Ich habe das am Freitag im Zug mitangesehen, der rechte Beamte hat Sie ganz schön gegängelt. Er ist dafür in Studenzen aus dem Zug geworfen worden und fröhliche Ostern hat er daraufhin sicherlich nicht erlebt.
Egal wie, die linke Seite hält das nicht auf und so habe ich Ihnen diesen Brief zu schreiben. Ihr Vater war mein Stiefvater, ich bin zusammen mit meiner Stiefschwester, seiner ehelichen Tochter, bei ihm aufgewachsen.
Wir sind zwar nicht miteinander verwandt, aber ich würde mich sehr freuen, wenn wir mal miteinander reden können. Die Rechte Polizei in Form der rechten Beamten wird das mit aller Macht unterbinden, die Frage ist nur, ob sie das auch durchhalten können.

Im blauen Rahmen steht ein Text, den ich zu diesem Anlass immer versende, so auch zu Ihnen. Der Text soll zeigen, warum wir miteinander bekannt gemacht wurden.

Zu den Routineaufgaben von Sicherheitsbehörden gehören die Überwachung und der Schutz benachteiligter Kinder. Bei Erbauseinandersetzungen wird von Amts wegen ein Auge darauf geworfen, ob eventuell vorhandene uneheliche Kinder dabei zu ihrem Recht kommen.
Zur Sicherstellung der Rechte von Kindern bei Erbvorgängen sind Sicherheitsbehörden amtlicherseits verpflichtet, daher werden die hier beschriebenen Fälle in der nächsten Zeit neu aufgenommen und bei den zuständigen Gerichten zur Behandlung gebracht.

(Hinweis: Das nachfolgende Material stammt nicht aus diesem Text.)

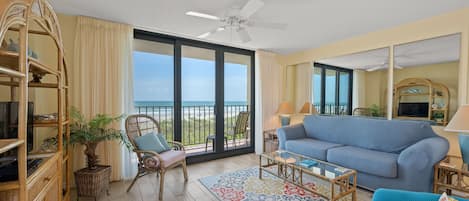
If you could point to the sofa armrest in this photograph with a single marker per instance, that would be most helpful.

In den hier vorliegenden Fällen geht es um drei Erbschaftsangelegenheiten, eine in Halbenrain in der Steiermark angesiedelt, eine in der Nähe von Gleisdorf, und die dritte in Horgau, im westlichen Landkreis von Augsburg.

Im Gebiet von Halbenrain sind neununddreißig Abkömmlinge betroffen, dreiunddreißig Mädchen und sechs Jungen, alle inzwischen erwachsen. Auch die vier ehelichen Töchter der Familie sind nicht ausreichend bedacht worden, daher müssen sie ebenfalls in ein neues Verfahren einbezogen werden.
Der Halbenrainer Fall hängt zusammen mit dem Tod des allen Kindern gemeinsamen Vaters um das Jahr 1980. Ich selbst gehöre zur Halbenrainer Gruppe.

Im Gebiet von Horgau sind zehn Kinder betroffen, neun Mädchen und ein Junge, mit Ausnahme Ihrer Tochter inzwischen alle volljährig.
Im Fall Horgau lebt der gemeinsame Vater aber noch, hier läuft es auf eine Sicherung der Erbanteile für die unehelichen Kinder hinaus.

Im Gebiet von Gleisdorf sind bisher drei Kinder betroffen, drei Töchter.
Im Gleisdorfer Fall ist der Vater Ende 2007 verstorben, auch hier geht es um eine Sicherung von Erbanteilen.

Sie selbst gehören zur Gleisdorfer Gruppe.